The Lidstone's law of succession is given by:

$$P_\lambda(s)=\frac{n_s+\lambda}{N_s+\vert\Sigma\vert\lambda}$$

where the parameter $\lambda$ is in the range $\left[ 0 , + \infty \right[$. It has been shown that this class of probability estimates is in fact a linear interpolation between the maximum likelihood estimate given in section 6.3.3.2 and the uniform prior $\frac{1}{\vert\Sigma\vert}$. Indeed, we can define a new constant $\mu$ by:

$$\mu=\frac{N_s}{N_s+\vert\Sigma\vert\lambda}$$

We then have a new form for the estimate given by Lidstone's law of succession:

$$P_\mu(s)=\mu\frac{n_s}{N_s}+(1-\mu)\frac{1}{\vert\Sigma\vert}$$

It is interesting to consider particular cases of the Lidstone's law of succession:

-

$\lambda=0$ gives the maximum likelihood estimate.

-

$\lambda=1$ gives Laplace's law of succession.

-

if $\lambda$ tends to $\infty$ then we have the uniform estimate $\frac{1}{\vert\Sigma\vert}$.

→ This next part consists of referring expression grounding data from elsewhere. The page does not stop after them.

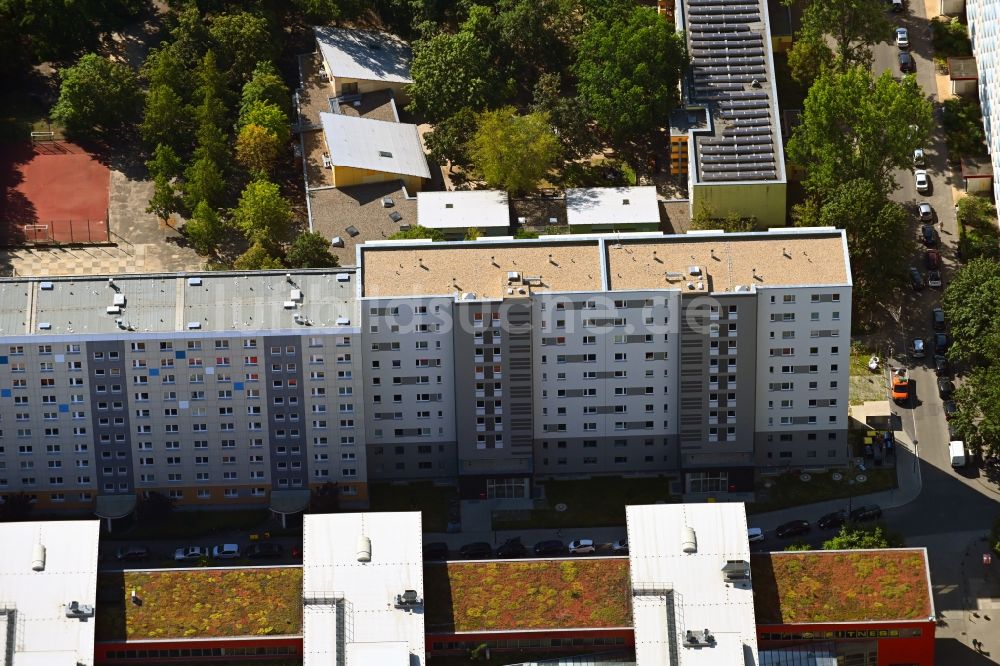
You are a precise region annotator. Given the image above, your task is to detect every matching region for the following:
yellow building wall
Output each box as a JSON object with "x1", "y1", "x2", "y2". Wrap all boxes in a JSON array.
[
  {"x1": 333, "y1": 76, "x2": 410, "y2": 105},
  {"x1": 692, "y1": 181, "x2": 788, "y2": 227},
  {"x1": 331, "y1": 164, "x2": 424, "y2": 192}
]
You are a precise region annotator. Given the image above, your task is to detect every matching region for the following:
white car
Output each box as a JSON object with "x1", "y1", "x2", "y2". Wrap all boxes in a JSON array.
[
  {"x1": 567, "y1": 539, "x2": 596, "y2": 554},
  {"x1": 917, "y1": 201, "x2": 933, "y2": 221},
  {"x1": 914, "y1": 169, "x2": 929, "y2": 192},
  {"x1": 913, "y1": 148, "x2": 925, "y2": 166},
  {"x1": 612, "y1": 538, "x2": 628, "y2": 554},
  {"x1": 896, "y1": 27, "x2": 909, "y2": 48},
  {"x1": 174, "y1": 546, "x2": 208, "y2": 562},
  {"x1": 212, "y1": 544, "x2": 241, "y2": 559},
  {"x1": 748, "y1": 527, "x2": 765, "y2": 543}
]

$\lambda$ thus represents the trust we have in relative frequencies. $\lambda<1$ implies more trust in relative frequencies than the Laplace's law of succession while $\lambda>1$ represents less trust in relative frequencies. In practice, people use values of $\lambda$ in the range $\left[\frac{1}{32},1\right]$, a common value being $\lambda=\frac{1}{2}$ [81].